While our celebration served to tell me how I have a fundamental need for others, I was soon to learn how such a need would have started in childhood. A few days ago, my elder son Joshua, his wife Ali and their three year-old son River returned to London after spending almost four months away in Canada with Ali’s parents.

We met them at the airport and after warm hugs all round I was left holding River’s hand as his parents packed the car. Little was said between us but when it was time for them to leave – Rohan would drive them to their home in North London while I would travel to Richmond by Underground – a pensive River turned to me and said “Grandad, I need you”.

As they drove off I was tearful. He had touched something now so important to me and which I understood. How wonderfully wise he is to understand how people need one another and how it is a feeling worth sharing with his old Grandad.

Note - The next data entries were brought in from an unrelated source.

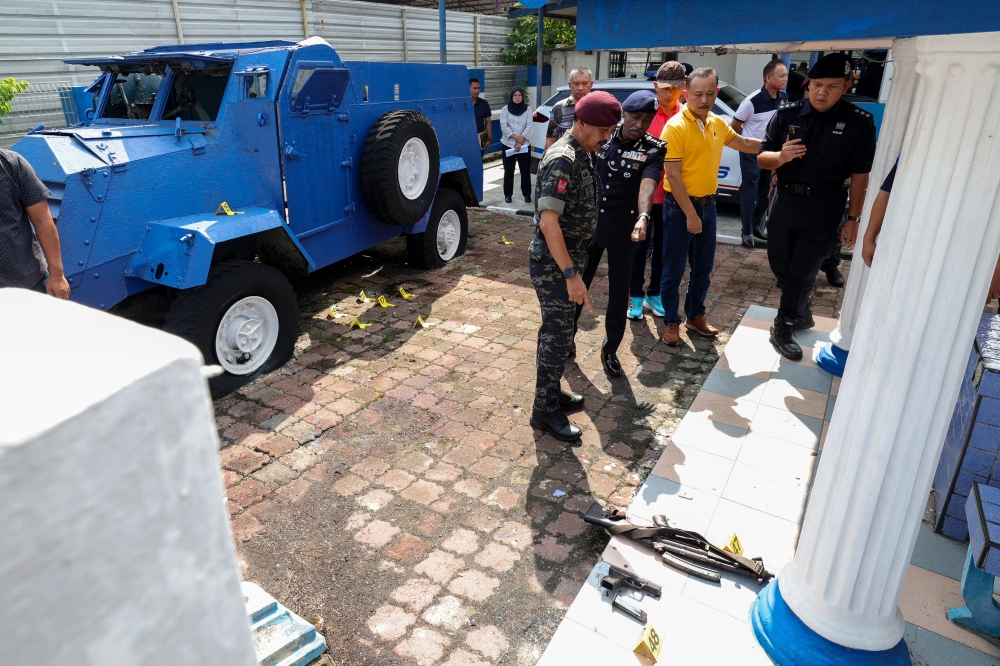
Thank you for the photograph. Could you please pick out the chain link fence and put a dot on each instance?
(50, 104)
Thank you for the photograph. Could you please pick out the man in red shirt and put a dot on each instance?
(670, 84)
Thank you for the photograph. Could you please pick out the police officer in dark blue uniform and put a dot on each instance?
(836, 141)
(628, 168)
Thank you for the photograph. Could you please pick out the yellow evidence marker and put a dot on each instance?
(734, 546)
(224, 209)
(335, 314)
(649, 643)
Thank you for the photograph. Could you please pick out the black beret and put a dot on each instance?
(641, 101)
(832, 66)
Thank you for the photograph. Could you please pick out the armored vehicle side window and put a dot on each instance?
(196, 94)
(132, 94)
(319, 88)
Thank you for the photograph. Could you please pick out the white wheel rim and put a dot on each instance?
(414, 165)
(246, 335)
(449, 235)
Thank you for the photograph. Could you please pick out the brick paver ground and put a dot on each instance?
(385, 483)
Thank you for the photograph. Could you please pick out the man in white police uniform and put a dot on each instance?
(751, 121)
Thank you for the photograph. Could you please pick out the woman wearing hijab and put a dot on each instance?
(515, 123)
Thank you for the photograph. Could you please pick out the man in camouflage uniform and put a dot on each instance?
(566, 192)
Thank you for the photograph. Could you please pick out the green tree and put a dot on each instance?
(524, 39)
(8, 88)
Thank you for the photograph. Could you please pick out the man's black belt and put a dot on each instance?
(810, 188)
(701, 201)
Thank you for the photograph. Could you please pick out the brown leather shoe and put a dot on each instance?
(672, 334)
(701, 325)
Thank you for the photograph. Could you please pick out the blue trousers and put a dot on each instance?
(654, 237)
(681, 247)
(753, 193)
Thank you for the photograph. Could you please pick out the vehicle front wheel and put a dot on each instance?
(244, 318)
(446, 235)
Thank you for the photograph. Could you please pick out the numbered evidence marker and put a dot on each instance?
(335, 314)
(224, 209)
(649, 643)
(734, 546)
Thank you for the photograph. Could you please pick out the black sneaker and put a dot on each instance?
(781, 337)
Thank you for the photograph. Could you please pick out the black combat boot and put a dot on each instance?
(781, 337)
(556, 424)
(610, 361)
(569, 402)
(834, 276)
(806, 320)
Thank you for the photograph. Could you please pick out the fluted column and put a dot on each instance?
(916, 323)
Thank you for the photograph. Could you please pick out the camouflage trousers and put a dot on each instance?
(555, 335)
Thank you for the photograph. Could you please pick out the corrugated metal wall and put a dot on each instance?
(36, 36)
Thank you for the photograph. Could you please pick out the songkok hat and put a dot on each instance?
(832, 66)
(671, 75)
(599, 108)
(641, 101)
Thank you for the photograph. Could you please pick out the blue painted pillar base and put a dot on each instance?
(789, 642)
(981, 613)
(832, 359)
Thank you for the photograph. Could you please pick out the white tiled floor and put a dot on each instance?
(741, 461)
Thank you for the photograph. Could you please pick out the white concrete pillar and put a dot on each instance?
(115, 546)
(916, 323)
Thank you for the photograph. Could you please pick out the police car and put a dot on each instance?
(728, 101)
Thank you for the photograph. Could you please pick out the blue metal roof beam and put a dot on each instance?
(611, 24)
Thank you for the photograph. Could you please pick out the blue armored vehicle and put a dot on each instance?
(315, 158)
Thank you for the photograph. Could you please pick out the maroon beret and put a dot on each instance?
(599, 108)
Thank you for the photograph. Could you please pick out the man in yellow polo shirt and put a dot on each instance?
(695, 138)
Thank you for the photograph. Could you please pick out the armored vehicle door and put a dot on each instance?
(316, 152)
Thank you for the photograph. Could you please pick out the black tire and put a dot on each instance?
(196, 313)
(422, 249)
(380, 163)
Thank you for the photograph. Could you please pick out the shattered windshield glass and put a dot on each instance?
(133, 92)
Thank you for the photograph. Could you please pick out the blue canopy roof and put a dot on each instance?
(612, 24)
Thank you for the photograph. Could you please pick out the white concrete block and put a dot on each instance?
(115, 547)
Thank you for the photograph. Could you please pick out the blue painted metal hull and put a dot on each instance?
(125, 192)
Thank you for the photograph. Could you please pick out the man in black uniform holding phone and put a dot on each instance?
(814, 144)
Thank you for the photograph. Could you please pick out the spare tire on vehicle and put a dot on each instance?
(400, 167)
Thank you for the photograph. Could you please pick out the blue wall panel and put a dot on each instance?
(606, 24)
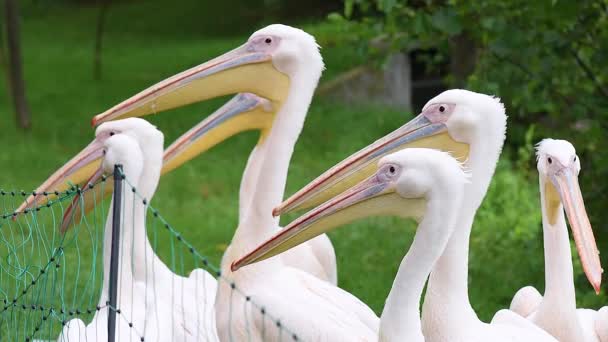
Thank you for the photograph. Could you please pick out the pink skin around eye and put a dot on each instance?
(435, 113)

For helping me write this blog, I would like to thank Jennie, Jo, Kaye, Peter, Rohan and Vivien.

The illustration is a photo of five of the six guests at our celebratory meal. The picture was taken by me, who would otherwise be sitting at the near end of the table.

7 thoughts on “The Need To Be With Others

  1. What difference to having tea at a distance to then sharing your table and what a lovely photo, I hoped the conversation and laughter flowed!

    Acquaintances, neighbours and complete strangers have become friends; connection and communities have been built due to the pandemic. Reasons to be cheerful ..!


    1. Dear Carolyn, Thank you for your comments. You are right, there will have been umpteen new friendships struck during the pandemic and I imagine most will last. I am confident that ours in the Avenue will endure. It was the importance that such friendships had for me that came as a surprise. Love, Joe


  2. It was such a wonderful evening and so good to celebrate both our new and such special friendships and the way ahead to a return to some kind of normality.
    Thank you both so much for arranging it.


  3. Letter sent to me – Joe Collier
    ‘It was the simple act of communicating over the last year, perhaps in true British mode, over a daily cup of tea, that provided enough support and humour to lighten our spirits, and create lifelong bonds of friendship and understanding in the Avenue. Thank you Joe for writing about it, and our celebration earlier this month. Forever grateful, Jennie


  4. Joe,

    This is a lovely read, thank you for sharing. It’s clearly a very special community & we are looking forward to being part of it.